Adaptée du roman de Robert Littell, The Company (TNT, 2007) s’inscrit dans cette veine rare des récits d’espionnage qui cherchent moins le spectaculaire que la densité dramatique. Si je lui attribue la note de 7/10, c’est parce que la mini-série réussit, malgré quelques limites, à offrir une expérience à la fois immersive et respectueuse de son matériau historique.
Sur le plan cinématographique, The Company déploie une mise en scène sobre et appliquée.

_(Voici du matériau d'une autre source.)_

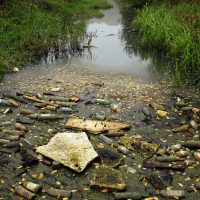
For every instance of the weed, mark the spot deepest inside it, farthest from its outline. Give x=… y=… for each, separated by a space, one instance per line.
x=173 y=29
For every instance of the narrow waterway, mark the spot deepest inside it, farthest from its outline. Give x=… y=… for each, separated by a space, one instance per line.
x=108 y=53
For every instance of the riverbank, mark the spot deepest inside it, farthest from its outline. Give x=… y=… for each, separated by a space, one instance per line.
x=29 y=28
x=173 y=27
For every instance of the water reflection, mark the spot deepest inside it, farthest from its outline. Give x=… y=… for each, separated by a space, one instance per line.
x=110 y=45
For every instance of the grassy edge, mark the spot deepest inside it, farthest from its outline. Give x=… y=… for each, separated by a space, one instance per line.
x=160 y=28
x=29 y=28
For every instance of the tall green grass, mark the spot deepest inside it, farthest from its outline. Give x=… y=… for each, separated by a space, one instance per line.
x=169 y=28
x=30 y=27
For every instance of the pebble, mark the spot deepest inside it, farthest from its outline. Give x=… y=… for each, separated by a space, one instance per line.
x=182 y=153
x=176 y=147
x=197 y=156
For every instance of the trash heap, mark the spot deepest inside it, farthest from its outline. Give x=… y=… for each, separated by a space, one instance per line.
x=105 y=152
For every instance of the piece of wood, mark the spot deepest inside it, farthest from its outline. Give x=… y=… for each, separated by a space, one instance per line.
x=163 y=165
x=94 y=126
x=39 y=100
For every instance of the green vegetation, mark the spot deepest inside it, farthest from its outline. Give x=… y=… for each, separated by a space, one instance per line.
x=29 y=27
x=174 y=27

Mikael Salomon privilégie des choix visuels classiques, presque austères par moments, mais qui servent finalement le réalisme du propos. Ici, pas de gadget ni de course-poursuite haletante : l’intensité naît des regards échangés, des non-dits, de cette tension feutrée propre aux récits d’espionnage véritablement ancrés dans la guerre froide.
L'une des forces notables de la mini-série réside dans l'interprétation solide de son casting. Chris O’Donnell surprend agréablement dans un rôle nuancé de jeune recrue progressivement broyée par la machine de l’histoire. Face à lui, Michael Keaton, en mentor charismatique et ambigu, imprime à son personnage une profondeur que la série exploite avec intelligence. C’est dans cette relation maître-élève que la série touche parfois à une vraie dimension dramatique.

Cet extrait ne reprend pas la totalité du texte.